Inhaltsangabe, Analyse und Interpretation
Heinrich von Kleists 1808, im Übergang der Klassik zur Romantik, erschienene Novelle „Die Marquise von O…“ spielt in Norditalien zur Zeit des zweiten Kolonialkriegs im Jahre 1799. Die Novelle thematisiert die gesellschaftliche Ächtung als Konsequenz einer unehelichen Schwangerschaft einer nicht näher bekannten Marquise von O… resultiert aus einer Vergewaltigung.
Zu Beginn des Auszugs kehrt der Graf von F… in das Haus des Kommandanten von G…, dem Vater der Marquise von O…, ein. Zuvor ist der Graf von F… zu der Familie des Kommandanten zurückgekehrt, nachdem die Familie in dem Glauben war, er sei in dem Gefecht bei P… gefallen. Dorthin ist er am Tag nach dem Angriff auf die Zitadelle des Kommandanten und der Vergewaltigung der Marquise abberufen worden.

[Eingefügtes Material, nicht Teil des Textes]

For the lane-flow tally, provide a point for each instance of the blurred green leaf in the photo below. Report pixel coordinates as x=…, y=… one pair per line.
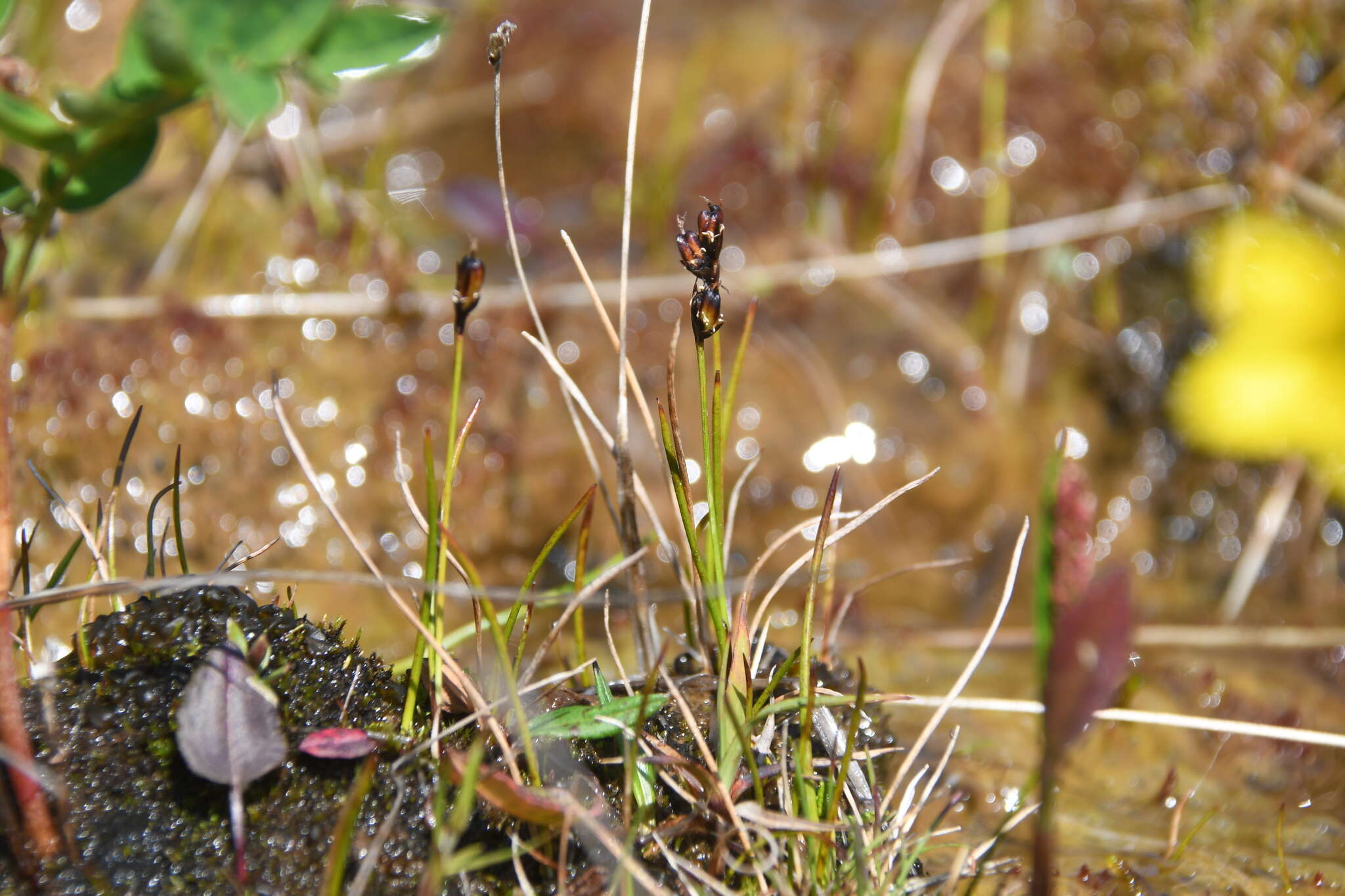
x=33, y=125
x=12, y=192
x=245, y=95
x=588, y=723
x=263, y=33
x=89, y=106
x=137, y=77
x=368, y=38
x=102, y=167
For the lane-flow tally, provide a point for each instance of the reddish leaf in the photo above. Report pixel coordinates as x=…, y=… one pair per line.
x=338, y=743
x=496, y=788
x=1071, y=536
x=1088, y=660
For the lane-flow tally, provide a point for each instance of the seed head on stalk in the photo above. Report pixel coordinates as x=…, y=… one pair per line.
x=471, y=273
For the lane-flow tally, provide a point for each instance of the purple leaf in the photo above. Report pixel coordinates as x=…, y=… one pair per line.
x=228, y=725
x=338, y=743
x=1088, y=660
x=229, y=733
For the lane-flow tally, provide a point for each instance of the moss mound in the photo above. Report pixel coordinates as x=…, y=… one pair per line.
x=142, y=822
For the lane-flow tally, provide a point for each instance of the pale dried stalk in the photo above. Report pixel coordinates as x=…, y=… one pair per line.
x=845, y=268
x=1149, y=717
x=455, y=672
x=962, y=680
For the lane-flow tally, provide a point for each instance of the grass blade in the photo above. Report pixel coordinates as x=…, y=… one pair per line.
x=150, y=528
x=177, y=512
x=334, y=870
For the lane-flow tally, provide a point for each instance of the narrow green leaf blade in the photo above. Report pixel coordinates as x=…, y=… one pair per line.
x=368, y=41
x=245, y=95
x=102, y=169
x=586, y=723
x=263, y=33
x=14, y=195
x=33, y=125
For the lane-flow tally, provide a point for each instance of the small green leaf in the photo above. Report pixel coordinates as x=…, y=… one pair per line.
x=137, y=77
x=102, y=168
x=586, y=723
x=245, y=95
x=14, y=195
x=33, y=125
x=369, y=39
x=263, y=33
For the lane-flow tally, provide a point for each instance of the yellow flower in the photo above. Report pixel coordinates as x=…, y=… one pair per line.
x=1278, y=278
x=1273, y=383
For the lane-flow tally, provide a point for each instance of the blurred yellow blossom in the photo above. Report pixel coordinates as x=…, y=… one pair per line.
x=1273, y=382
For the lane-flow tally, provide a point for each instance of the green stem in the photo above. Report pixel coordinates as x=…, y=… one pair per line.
x=716, y=598
x=805, y=750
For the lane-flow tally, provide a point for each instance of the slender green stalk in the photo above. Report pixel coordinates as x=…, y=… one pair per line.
x=334, y=870
x=541, y=557
x=38, y=824
x=684, y=500
x=580, y=563
x=177, y=512
x=731, y=390
x=805, y=750
x=428, y=603
x=512, y=684
x=716, y=597
x=852, y=735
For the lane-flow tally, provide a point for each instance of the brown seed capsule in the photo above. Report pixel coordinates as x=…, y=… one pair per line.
x=707, y=317
x=711, y=223
x=498, y=41
x=471, y=273
x=693, y=254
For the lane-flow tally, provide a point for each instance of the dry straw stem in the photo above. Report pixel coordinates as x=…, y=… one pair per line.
x=962, y=680
x=506, y=28
x=943, y=253
x=455, y=672
x=1147, y=717
x=953, y=22
x=577, y=601
x=831, y=539
x=163, y=585
x=1269, y=521
x=1152, y=636
x=569, y=389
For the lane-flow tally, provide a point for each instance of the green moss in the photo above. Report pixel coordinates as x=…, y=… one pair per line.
x=143, y=822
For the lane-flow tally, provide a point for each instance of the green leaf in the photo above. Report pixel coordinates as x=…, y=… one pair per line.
x=584, y=721
x=33, y=125
x=369, y=39
x=263, y=33
x=104, y=165
x=137, y=77
x=245, y=95
x=14, y=195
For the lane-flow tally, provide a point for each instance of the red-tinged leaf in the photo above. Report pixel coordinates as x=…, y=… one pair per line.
x=1071, y=536
x=338, y=743
x=228, y=725
x=1088, y=658
x=526, y=803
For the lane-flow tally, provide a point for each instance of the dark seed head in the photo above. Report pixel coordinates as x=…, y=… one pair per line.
x=471, y=273
x=711, y=223
x=707, y=317
x=498, y=41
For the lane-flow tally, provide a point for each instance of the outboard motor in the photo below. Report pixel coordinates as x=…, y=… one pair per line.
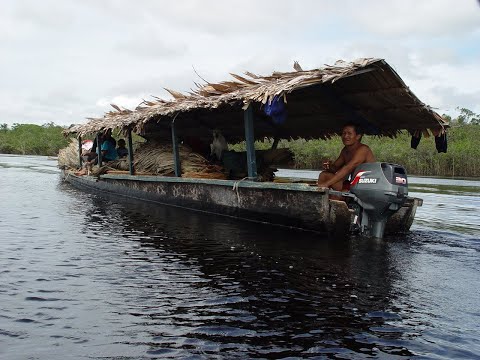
x=380, y=189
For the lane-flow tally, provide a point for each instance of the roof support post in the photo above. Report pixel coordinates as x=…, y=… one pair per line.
x=131, y=168
x=80, y=160
x=176, y=155
x=99, y=150
x=250, y=143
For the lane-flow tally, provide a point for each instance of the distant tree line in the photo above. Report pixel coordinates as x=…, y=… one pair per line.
x=30, y=139
x=461, y=160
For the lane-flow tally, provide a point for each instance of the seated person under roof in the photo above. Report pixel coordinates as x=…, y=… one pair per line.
x=335, y=175
x=109, y=152
x=122, y=151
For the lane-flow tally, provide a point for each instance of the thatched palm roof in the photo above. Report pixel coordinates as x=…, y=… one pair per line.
x=319, y=102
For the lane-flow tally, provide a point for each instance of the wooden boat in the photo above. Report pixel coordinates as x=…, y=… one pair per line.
x=313, y=104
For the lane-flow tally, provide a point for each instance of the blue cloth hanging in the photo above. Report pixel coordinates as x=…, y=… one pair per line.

In der Szene sitzt die Familie des Kommandanten mit dem Grafen an der Abendtafel und unterhalten sich über den Krieg und das Gefecht bei P…, ohne jedoch den Heiratsantrag, den der Graf der Marquise bei seiner Rückkehr machte, zu besprechen. Die Frau des Kommandanten von G… erkundigt sich bei dem Grafen nach seinen Verwundungen nach dem Gefecht bei P…. Dieser erzählt daraufhin von seinen Halluzinationen im Wundfieber, wie er die Marquise stets an seinem Krankenbett sah und sie mit dem Schwan Thinka aus seiner Kindheit verwechselte.
Als das Essen beendet ist, geht der Graf auf sein Zimmer und die Familie des Kommandanten unterhält sich über den Grafen und dessen Heiratsantrag. Sie sind sich zuerst unschlüssig, wie sie vorgehen sollen und die Marquise möchte sich nicht noch einmal vermählen. Allerdings will die Familie nicht, dass der Graf, um eine Antwort abzuwarten, seinen Marschbefehl missachtet. Deshalb beschließen sie ihm die Erklärung zu liefern, um Bedenkzeit zu bitten, während er in Neapel ist und, dass sich die Marquise in der Zwischenzeit nicht anderweitig vermählen wird.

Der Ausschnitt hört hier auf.